Ezion: (S$0.68) Weak 3Q15 weighed by service rigs & Australian project delay

Ezion’s 3Q15 results missed expectations as net profit sank 38.7% y/y to US$30.3m, bringing 9M15 earnings to US$100.3m (-28.4%), attaining just 66.1% of full year street forecast.

For the quarter, revenue slipped 9.1% to US$86.2m mainly due to the continued absence of contribution from its Australian marine and offshore logistic support services division as projects in Queensland have been delayed since the start of the year.

Gross margin shrank to 29% from 51.1% in 3Q14 as the group incurred additional expenses for the deployment of additional service rigs. This led to a 48.4% plummet in gross profit to US$25m.

Bottom line was affected by:
1) FX gain of US$7.5m (+211.9%) on the stronger USD
2) Higher contributions from associates and JVs of US$9m (+58.2%)
3. Net finance costs of US$5.9m (+58.7%) arising from lower interest income and higher finance costs associated with funding newly delivered service rigs.

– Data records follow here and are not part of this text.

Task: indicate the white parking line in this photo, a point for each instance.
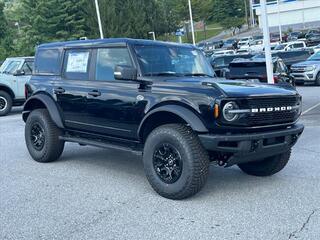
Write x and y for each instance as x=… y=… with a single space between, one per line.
x=310 y=109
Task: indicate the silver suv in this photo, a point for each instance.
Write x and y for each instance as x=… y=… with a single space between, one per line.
x=307 y=71
x=14 y=73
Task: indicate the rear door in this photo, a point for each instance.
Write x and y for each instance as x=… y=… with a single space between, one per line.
x=114 y=106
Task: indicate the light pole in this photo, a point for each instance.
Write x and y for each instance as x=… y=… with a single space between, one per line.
x=279 y=21
x=153 y=35
x=266 y=39
x=99 y=19
x=191 y=22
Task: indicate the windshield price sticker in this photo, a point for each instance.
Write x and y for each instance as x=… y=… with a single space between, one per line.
x=78 y=62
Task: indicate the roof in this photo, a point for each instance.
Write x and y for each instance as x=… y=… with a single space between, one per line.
x=108 y=41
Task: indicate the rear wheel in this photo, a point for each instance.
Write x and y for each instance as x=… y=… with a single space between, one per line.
x=5 y=103
x=175 y=162
x=42 y=137
x=268 y=166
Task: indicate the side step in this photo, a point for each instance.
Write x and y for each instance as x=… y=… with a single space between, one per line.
x=101 y=144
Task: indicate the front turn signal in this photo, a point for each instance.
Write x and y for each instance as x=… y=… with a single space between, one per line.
x=216 y=111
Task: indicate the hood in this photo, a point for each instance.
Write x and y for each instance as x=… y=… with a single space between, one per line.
x=240 y=88
x=306 y=63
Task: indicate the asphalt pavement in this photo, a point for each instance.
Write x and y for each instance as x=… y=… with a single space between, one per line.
x=95 y=193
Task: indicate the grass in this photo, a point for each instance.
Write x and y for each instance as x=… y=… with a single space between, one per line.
x=213 y=29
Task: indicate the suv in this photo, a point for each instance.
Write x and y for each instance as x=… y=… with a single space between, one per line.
x=14 y=73
x=159 y=100
x=307 y=71
x=255 y=68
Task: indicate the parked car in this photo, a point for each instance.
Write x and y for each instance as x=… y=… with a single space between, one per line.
x=221 y=63
x=313 y=39
x=158 y=100
x=307 y=71
x=316 y=48
x=290 y=57
x=294 y=36
x=255 y=68
x=230 y=44
x=297 y=45
x=224 y=52
x=14 y=73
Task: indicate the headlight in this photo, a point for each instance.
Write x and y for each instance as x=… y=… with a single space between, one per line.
x=229 y=112
x=310 y=68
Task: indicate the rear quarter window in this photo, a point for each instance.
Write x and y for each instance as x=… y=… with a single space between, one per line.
x=48 y=62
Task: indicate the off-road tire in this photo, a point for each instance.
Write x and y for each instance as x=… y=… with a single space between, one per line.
x=268 y=166
x=194 y=158
x=52 y=146
x=318 y=80
x=7 y=99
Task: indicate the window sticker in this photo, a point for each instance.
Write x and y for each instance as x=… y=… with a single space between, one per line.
x=78 y=62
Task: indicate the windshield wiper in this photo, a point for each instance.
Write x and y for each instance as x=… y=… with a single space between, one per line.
x=198 y=75
x=160 y=74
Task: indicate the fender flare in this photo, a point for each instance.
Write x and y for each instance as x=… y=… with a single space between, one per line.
x=187 y=115
x=50 y=105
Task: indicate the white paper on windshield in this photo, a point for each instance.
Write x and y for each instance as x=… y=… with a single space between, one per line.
x=78 y=62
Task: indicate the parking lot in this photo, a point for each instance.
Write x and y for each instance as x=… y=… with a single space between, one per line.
x=101 y=194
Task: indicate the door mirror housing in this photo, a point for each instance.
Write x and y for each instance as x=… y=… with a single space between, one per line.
x=19 y=73
x=124 y=72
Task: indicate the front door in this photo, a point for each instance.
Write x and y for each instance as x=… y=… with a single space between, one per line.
x=72 y=89
x=115 y=107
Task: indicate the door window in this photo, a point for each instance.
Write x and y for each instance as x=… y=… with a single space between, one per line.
x=12 y=67
x=76 y=66
x=27 y=68
x=107 y=59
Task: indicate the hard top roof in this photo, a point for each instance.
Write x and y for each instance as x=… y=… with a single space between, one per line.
x=109 y=41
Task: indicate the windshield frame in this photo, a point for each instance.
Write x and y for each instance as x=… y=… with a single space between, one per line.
x=206 y=68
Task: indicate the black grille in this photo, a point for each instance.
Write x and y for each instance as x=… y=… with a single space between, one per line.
x=269 y=118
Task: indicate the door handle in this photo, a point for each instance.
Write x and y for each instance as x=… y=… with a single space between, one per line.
x=59 y=90
x=94 y=93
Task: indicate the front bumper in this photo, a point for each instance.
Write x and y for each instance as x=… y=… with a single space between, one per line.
x=241 y=148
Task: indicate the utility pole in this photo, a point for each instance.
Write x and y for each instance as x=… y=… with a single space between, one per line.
x=266 y=39
x=191 y=22
x=153 y=35
x=279 y=20
x=252 y=14
x=99 y=19
x=246 y=12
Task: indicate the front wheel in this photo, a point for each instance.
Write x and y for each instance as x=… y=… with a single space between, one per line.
x=42 y=137
x=175 y=162
x=268 y=166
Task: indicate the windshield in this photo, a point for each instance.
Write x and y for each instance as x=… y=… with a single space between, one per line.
x=172 y=60
x=315 y=57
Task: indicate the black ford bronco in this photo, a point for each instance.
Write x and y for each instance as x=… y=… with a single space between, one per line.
x=162 y=101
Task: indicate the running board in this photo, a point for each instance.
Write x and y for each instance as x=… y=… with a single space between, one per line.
x=101 y=144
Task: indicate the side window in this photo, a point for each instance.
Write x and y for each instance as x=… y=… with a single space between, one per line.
x=48 y=62
x=27 y=68
x=76 y=64
x=12 y=67
x=107 y=59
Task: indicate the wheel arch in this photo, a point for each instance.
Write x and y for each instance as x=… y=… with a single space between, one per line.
x=169 y=114
x=7 y=89
x=43 y=101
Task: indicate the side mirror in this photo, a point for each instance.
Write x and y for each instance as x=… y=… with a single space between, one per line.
x=19 y=73
x=124 y=72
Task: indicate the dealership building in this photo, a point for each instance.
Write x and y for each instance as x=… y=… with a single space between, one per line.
x=295 y=14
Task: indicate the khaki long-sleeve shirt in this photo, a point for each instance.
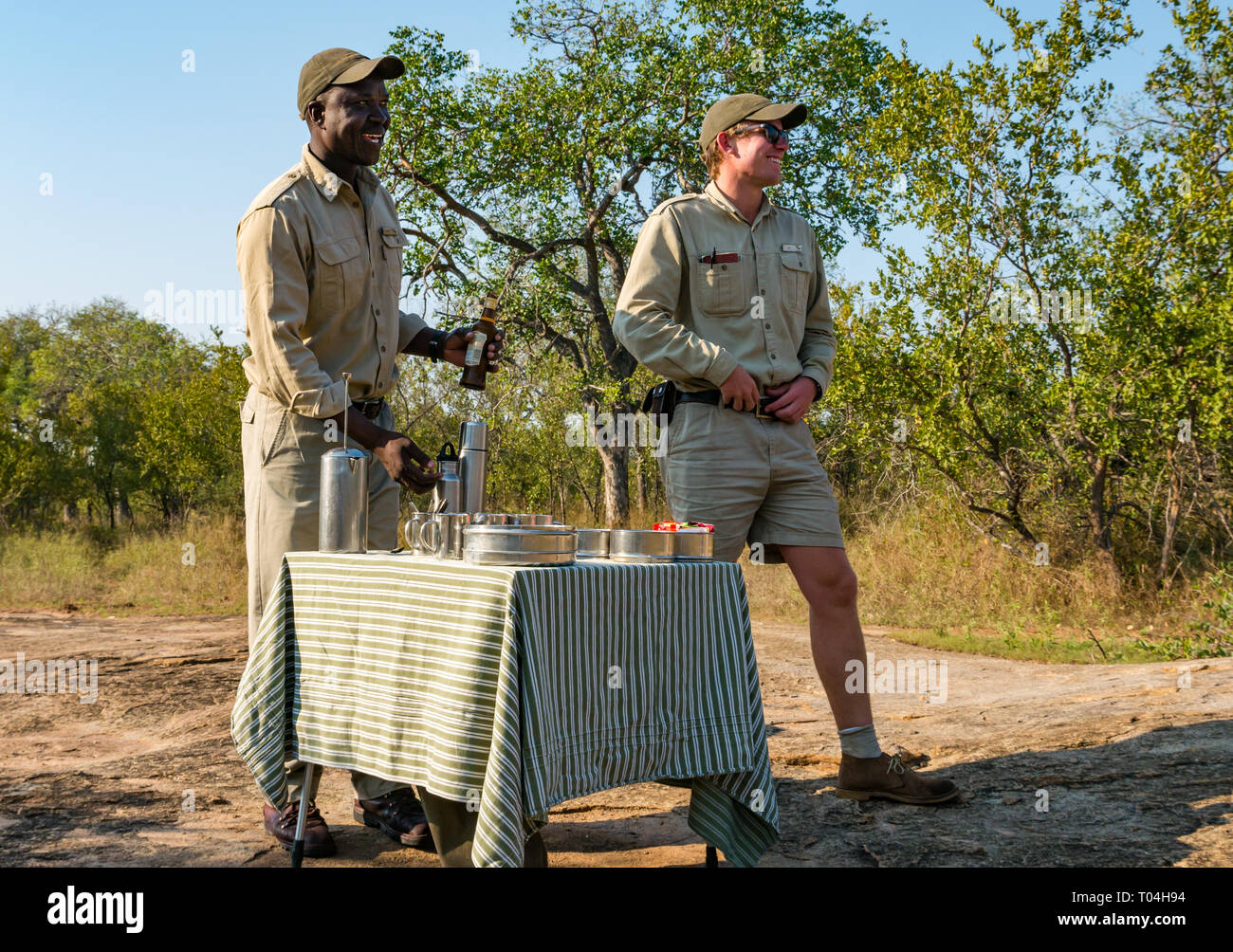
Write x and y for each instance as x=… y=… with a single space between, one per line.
x=708 y=291
x=321 y=267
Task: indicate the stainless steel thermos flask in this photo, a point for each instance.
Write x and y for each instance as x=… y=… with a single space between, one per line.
x=449 y=487
x=343 y=522
x=473 y=465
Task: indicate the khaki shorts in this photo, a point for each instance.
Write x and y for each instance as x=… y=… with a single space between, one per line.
x=757 y=481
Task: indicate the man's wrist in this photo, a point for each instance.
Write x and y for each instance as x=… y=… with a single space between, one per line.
x=436 y=344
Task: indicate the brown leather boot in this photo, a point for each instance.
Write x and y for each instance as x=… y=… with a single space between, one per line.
x=398 y=815
x=886 y=776
x=282 y=825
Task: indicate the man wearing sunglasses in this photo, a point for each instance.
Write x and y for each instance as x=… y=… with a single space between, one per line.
x=727 y=298
x=321 y=254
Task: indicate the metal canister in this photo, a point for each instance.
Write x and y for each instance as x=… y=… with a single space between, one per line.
x=343 y=521
x=473 y=465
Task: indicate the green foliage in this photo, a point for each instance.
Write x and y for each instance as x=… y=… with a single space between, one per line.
x=1109 y=417
x=109 y=412
x=537 y=180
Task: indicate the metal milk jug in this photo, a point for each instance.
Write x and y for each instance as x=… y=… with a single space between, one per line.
x=343 y=521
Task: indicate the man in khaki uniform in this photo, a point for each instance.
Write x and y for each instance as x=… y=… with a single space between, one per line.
x=320 y=254
x=727 y=298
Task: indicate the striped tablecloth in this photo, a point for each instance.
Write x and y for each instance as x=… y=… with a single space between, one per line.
x=513 y=689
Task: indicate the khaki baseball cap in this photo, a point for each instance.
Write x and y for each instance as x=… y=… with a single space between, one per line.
x=337 y=66
x=744 y=106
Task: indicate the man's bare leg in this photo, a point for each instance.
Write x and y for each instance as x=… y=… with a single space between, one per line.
x=830 y=586
x=826 y=579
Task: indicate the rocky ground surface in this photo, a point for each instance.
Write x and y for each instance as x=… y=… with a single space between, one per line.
x=1133 y=762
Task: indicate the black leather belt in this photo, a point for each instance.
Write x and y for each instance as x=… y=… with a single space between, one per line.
x=370 y=409
x=713 y=397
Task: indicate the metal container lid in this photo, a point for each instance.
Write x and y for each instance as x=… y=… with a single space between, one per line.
x=473 y=435
x=349 y=452
x=641 y=544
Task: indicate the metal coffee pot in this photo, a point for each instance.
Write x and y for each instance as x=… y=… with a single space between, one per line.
x=343 y=514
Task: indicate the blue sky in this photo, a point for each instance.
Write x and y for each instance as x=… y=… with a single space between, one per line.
x=149 y=167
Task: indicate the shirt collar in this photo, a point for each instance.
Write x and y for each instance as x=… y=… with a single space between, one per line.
x=327 y=183
x=718 y=197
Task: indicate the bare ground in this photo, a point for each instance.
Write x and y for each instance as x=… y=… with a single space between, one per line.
x=1135 y=766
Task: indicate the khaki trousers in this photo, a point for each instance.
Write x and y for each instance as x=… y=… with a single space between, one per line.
x=282 y=499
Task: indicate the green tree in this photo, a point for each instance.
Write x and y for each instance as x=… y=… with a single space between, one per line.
x=537 y=180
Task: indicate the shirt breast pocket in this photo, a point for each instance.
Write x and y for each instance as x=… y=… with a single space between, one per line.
x=722 y=290
x=340 y=271
x=394 y=241
x=794 y=279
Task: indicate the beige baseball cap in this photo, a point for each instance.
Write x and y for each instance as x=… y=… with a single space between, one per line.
x=337 y=66
x=748 y=106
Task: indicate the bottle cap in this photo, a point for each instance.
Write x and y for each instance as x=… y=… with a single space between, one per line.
x=473 y=437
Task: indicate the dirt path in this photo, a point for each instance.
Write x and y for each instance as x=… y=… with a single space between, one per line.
x=1135 y=764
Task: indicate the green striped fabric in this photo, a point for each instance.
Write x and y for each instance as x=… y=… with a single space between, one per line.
x=513 y=689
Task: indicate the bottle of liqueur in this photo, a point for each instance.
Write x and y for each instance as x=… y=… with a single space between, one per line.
x=475 y=365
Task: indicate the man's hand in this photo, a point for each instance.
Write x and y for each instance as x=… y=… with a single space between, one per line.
x=740 y=390
x=454 y=349
x=399 y=455
x=793 y=398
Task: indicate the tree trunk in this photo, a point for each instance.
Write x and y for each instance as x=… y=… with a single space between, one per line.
x=1097 y=513
x=640 y=476
x=616 y=460
x=1171 y=511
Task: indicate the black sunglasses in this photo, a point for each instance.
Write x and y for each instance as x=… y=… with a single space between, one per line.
x=775 y=135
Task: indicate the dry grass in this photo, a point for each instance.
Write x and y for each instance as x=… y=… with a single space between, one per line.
x=140 y=573
x=923 y=573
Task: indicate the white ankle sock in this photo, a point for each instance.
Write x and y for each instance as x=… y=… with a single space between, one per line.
x=859 y=741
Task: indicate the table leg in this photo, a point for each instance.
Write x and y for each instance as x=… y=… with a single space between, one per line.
x=452 y=828
x=297 y=848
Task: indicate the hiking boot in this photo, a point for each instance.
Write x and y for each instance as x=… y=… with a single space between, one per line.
x=282 y=825
x=887 y=777
x=398 y=815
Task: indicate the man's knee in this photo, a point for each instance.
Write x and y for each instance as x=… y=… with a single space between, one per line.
x=833 y=587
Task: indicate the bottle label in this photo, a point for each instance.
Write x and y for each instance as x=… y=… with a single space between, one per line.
x=475 y=349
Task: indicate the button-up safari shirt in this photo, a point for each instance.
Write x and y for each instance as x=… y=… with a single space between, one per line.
x=321 y=266
x=708 y=291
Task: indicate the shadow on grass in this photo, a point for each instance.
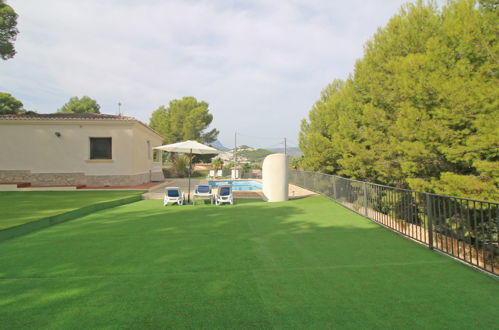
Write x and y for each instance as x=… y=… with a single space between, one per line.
x=305 y=263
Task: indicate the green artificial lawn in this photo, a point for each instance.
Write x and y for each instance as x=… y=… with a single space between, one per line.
x=307 y=263
x=17 y=208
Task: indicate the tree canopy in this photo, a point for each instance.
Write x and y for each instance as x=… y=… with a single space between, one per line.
x=83 y=105
x=421 y=109
x=185 y=119
x=8 y=30
x=9 y=105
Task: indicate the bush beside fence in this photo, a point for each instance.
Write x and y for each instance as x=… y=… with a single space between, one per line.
x=462 y=228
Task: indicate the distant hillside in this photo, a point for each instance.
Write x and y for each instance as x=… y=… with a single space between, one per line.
x=292 y=151
x=218 y=145
x=253 y=155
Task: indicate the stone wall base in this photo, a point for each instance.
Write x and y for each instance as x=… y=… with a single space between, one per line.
x=71 y=179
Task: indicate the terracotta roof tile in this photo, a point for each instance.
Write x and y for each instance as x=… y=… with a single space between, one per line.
x=74 y=116
x=66 y=116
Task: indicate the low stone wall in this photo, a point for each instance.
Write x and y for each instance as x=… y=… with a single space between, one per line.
x=71 y=179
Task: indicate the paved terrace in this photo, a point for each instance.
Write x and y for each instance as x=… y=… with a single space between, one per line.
x=157 y=192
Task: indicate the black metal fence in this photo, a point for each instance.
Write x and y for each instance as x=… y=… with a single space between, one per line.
x=462 y=228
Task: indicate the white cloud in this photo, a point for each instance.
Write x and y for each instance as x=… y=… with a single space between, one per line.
x=260 y=64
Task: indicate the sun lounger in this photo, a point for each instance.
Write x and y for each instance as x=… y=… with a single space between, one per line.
x=203 y=191
x=224 y=194
x=173 y=195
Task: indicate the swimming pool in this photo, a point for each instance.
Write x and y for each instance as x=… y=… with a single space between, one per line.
x=239 y=185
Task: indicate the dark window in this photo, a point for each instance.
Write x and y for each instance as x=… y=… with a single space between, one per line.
x=100 y=148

Net gearing jumped to 1.08x (2Q15: 0.93x) as the group issued $120m worth of corporate notes in Aug ‘15 and drew down on more bank borrowings to finance construction, conversion, and refurbishment of its service rigs. Interest coverage ratio was stable at 4.7x (2Q15: 4.5x).

Management notes that while oil majors are cutting capex on exploration and development activities, they have also cut opex on extraction and production related activities prompting increased demand for a higher standard of equipment and services.

This has in turn crimped its margins from service rigs as the group have to swap units and put rigs through additional modifications and upgrades to meet those requirements.

The counter is currently trading at a trailing P/E of 4.1x and 0.6x P/B.